The number of CXCL5 positive cells was counted in three randomly chosen fields using a semi-quantitative method by multiplying the multiplication of the number of positively-expressed cells and their positive intensity [21]. The proportion of positive cells classified into 5 grades (0-4): 0%, 25%, 50%, 75% and 100%. The intensity of the stain was scored from 0 to 3 points: 0-no staining, 1-weak, 2- moderate, 3-strong. The score was calculated by multiplying the proportion and intensity score (0-12). The samples were observed under a light microscope (40×, 100×, 200×, 400× magnification).
RNA isolation and real-time PCR analysis
Total RNA from the endometrium tissues was isolated, as previously described [37]. RNA was extracted using RNAiso Plus reagent (TaKaRa Biotechnology). RNA samples (2μg) were further reverse-transcribed with the PrimeScriptPTMP RT Master Mix (TaKaRa Biotechnology) according to the manufacturer’s instructions. The PCR amplification was performed by using SYBR® Premix Ex TaqPTMP II (TaKaRa Biotechnology). CXCL5 primer sequence is: 5’-CTCAAGCTGCTCCTTTCTCG-3’, 5’-GCGATCATTTTGGGGTTAAT-3’. GAPDH primer sequence is: 5’-GAAGGTGAAGGTCGGACTC-3’, 5’-GAAGATGGTGATGGGATTTC-3’. All PCR reactions were run in a multiplex real-time PCR machine (StepOne, Applied Biosystems, USA). GAPDH quantification served as an internal control for normalization. Relative differences in mRNA levels over control values were calculated using the ΔCt method according to the manufacturer’s protocol. The results of PCR reactions were independently repeated at least twice.
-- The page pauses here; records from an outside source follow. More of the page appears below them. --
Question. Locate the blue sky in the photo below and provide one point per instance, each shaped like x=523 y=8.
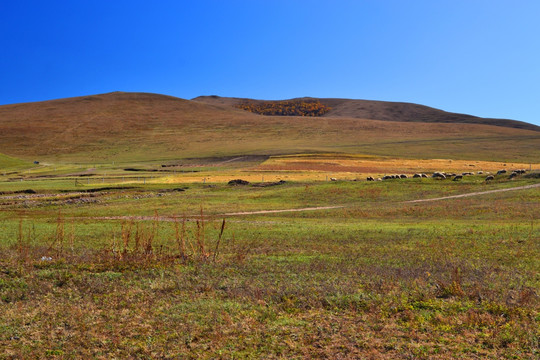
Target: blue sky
x=480 y=57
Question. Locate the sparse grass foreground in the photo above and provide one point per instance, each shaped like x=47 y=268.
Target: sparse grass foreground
x=379 y=278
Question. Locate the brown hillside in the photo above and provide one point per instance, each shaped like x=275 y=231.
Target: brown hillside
x=383 y=110
x=139 y=127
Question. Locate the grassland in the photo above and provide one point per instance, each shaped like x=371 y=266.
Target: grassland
x=100 y=262
x=128 y=127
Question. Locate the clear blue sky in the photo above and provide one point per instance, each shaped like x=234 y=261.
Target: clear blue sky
x=480 y=57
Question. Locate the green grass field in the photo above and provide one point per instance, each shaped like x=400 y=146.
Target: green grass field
x=120 y=264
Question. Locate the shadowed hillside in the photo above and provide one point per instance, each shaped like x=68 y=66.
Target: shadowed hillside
x=126 y=127
x=381 y=110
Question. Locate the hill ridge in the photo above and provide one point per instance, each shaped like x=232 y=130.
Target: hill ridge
x=381 y=110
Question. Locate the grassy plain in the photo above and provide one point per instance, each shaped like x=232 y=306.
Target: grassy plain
x=100 y=262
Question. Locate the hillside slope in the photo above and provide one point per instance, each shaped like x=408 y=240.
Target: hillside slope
x=384 y=110
x=127 y=127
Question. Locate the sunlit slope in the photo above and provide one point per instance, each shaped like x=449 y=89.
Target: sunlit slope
x=382 y=110
x=139 y=126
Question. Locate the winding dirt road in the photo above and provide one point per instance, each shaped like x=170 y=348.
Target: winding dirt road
x=191 y=217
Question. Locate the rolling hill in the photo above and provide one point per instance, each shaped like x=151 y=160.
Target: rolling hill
x=127 y=127
x=383 y=110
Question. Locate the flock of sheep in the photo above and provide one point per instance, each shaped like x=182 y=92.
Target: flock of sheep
x=444 y=175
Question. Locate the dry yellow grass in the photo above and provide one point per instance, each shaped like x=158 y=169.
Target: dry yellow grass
x=379 y=166
x=131 y=127
x=350 y=167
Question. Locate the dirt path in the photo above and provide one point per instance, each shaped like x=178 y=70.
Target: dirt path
x=475 y=193
x=194 y=217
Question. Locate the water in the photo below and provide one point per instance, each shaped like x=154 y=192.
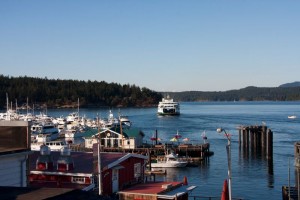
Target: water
x=252 y=178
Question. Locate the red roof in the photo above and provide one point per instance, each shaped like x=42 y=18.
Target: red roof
x=83 y=161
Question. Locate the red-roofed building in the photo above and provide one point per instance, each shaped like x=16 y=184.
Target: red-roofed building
x=157 y=191
x=79 y=170
x=119 y=170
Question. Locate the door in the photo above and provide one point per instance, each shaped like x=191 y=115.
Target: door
x=115 y=180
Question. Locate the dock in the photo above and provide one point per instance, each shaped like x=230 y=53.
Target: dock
x=188 y=152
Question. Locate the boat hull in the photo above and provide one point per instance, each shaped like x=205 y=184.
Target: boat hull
x=168 y=164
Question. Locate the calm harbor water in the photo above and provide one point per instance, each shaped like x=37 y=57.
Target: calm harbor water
x=252 y=177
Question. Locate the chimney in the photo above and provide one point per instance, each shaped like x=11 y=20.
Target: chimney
x=45 y=160
x=65 y=161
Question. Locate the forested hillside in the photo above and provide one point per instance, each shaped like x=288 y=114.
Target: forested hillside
x=65 y=93
x=245 y=94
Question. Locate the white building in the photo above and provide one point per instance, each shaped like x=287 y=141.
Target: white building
x=128 y=139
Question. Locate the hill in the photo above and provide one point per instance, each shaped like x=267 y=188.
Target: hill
x=245 y=94
x=67 y=93
x=293 y=84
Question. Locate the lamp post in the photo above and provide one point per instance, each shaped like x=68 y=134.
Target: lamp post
x=228 y=148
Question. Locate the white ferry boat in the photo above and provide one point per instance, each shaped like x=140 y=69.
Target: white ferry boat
x=53 y=145
x=168 y=107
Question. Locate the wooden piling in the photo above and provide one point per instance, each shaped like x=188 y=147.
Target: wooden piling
x=259 y=139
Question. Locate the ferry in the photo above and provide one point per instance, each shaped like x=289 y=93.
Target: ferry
x=53 y=145
x=168 y=107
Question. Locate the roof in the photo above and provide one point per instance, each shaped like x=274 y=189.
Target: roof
x=83 y=162
x=133 y=132
x=110 y=160
x=150 y=188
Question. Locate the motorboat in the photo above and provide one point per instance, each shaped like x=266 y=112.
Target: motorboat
x=44 y=131
x=170 y=160
x=53 y=145
x=168 y=107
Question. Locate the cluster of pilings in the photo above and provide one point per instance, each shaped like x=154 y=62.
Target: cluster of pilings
x=257 y=139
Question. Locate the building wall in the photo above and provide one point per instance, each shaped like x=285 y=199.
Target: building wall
x=13 y=170
x=127 y=175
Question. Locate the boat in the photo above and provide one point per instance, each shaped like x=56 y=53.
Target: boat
x=170 y=160
x=73 y=133
x=53 y=145
x=44 y=131
x=168 y=107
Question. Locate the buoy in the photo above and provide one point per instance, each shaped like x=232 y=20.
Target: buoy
x=225 y=194
x=185 y=180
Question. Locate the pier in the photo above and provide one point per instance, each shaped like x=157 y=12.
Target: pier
x=189 y=152
x=256 y=140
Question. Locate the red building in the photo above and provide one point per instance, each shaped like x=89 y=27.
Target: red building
x=79 y=170
x=119 y=170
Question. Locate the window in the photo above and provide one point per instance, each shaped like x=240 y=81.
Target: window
x=137 y=170
x=77 y=179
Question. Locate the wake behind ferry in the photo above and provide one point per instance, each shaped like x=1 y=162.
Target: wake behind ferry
x=168 y=107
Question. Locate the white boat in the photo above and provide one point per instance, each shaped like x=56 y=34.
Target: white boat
x=170 y=160
x=72 y=133
x=53 y=145
x=44 y=131
x=168 y=107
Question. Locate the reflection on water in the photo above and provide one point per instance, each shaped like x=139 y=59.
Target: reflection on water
x=253 y=175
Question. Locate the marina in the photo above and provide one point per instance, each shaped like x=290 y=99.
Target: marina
x=197 y=125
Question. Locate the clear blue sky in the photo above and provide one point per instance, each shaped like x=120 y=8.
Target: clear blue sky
x=164 y=45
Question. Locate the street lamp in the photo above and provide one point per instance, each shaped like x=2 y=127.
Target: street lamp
x=228 y=148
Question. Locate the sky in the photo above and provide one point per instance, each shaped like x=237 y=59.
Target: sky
x=163 y=45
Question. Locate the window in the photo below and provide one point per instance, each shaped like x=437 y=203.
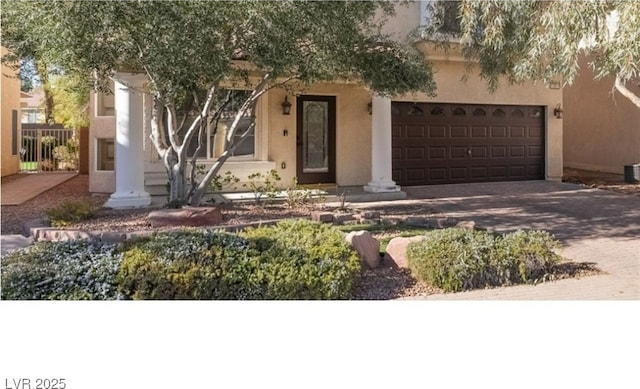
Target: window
x=105 y=154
Cell culture and transfection
Ishikawa cells, a human endometrial epithelial cell line, were obtained from the American Type Culture Collection (ATCC). Cells were cultured in RPMI-1640 medium (Invitrogen) supplement with 10% fetal bovine serum (Invitrogen) and antibiotics under the condition of 37℃ and 5% CO2. CXCL5 expression vector (2μg, 1μg) and control plasmid pcDNA3.1 were transfected to cells using jetPRIME transfection reagent (Polyplus) according to the description of the protocol. After incubation with the transfection mix for 24 h, then the cell growth medium was replaced, and the cells were harvested from the dishes following another 24 h incubation. Finally, the cells were assayed by Western blotting.
Western Blotting
Cells and tissue samples were lysed with a RIPA buffer containing a protease inhibitor cocktail (B14001, Bimake). Protein concentrations were measured by bicinchoninic acid assay (BCA). Equal amounts of protein mixtures (30μg) were run on SDS-PAGE; the proteins were transferred to PVDF membrane (Millipore) and incubated in PBST (Tween-20) with 5% non-fat milk for 1 h at room temperature. The blot was incubated with primary antibodies including anti-CXCL5 (1:100, no. ab198505, Abcam Company), anti-MMP9 (1:1000, no. 3852, Cell Signaling Technology), anti-p65 (1:1000, no. 8242, Cell Signaling Technology) and anti-β-actin (1:20000, no. KC-5A08, Shanghai Kangcheng) overnight at 4℃. Secondary antibodies that were conjugated to horseradish peroxidase were incubated with the blot for 1 h at room temperature. The proteins that were revealed by Western blotting were visualized by using the enhanced chemiluminescence reagents (ECL, Servicebio). The densities of bands were analyzed by ImageJ software and normalized to GAPDH.
Statistical Analysis
All the data are expressed as mean ± standard deviation (SD) and analyzed by GraphPad Prism software version 6.0 (San Diego, CA, USA). Comparisons between groups were studied by Student’s t-test. For analysis of immunohistochemistry staining, a two-way ANOVA test was used. P < 0.05 was considered statistically significant.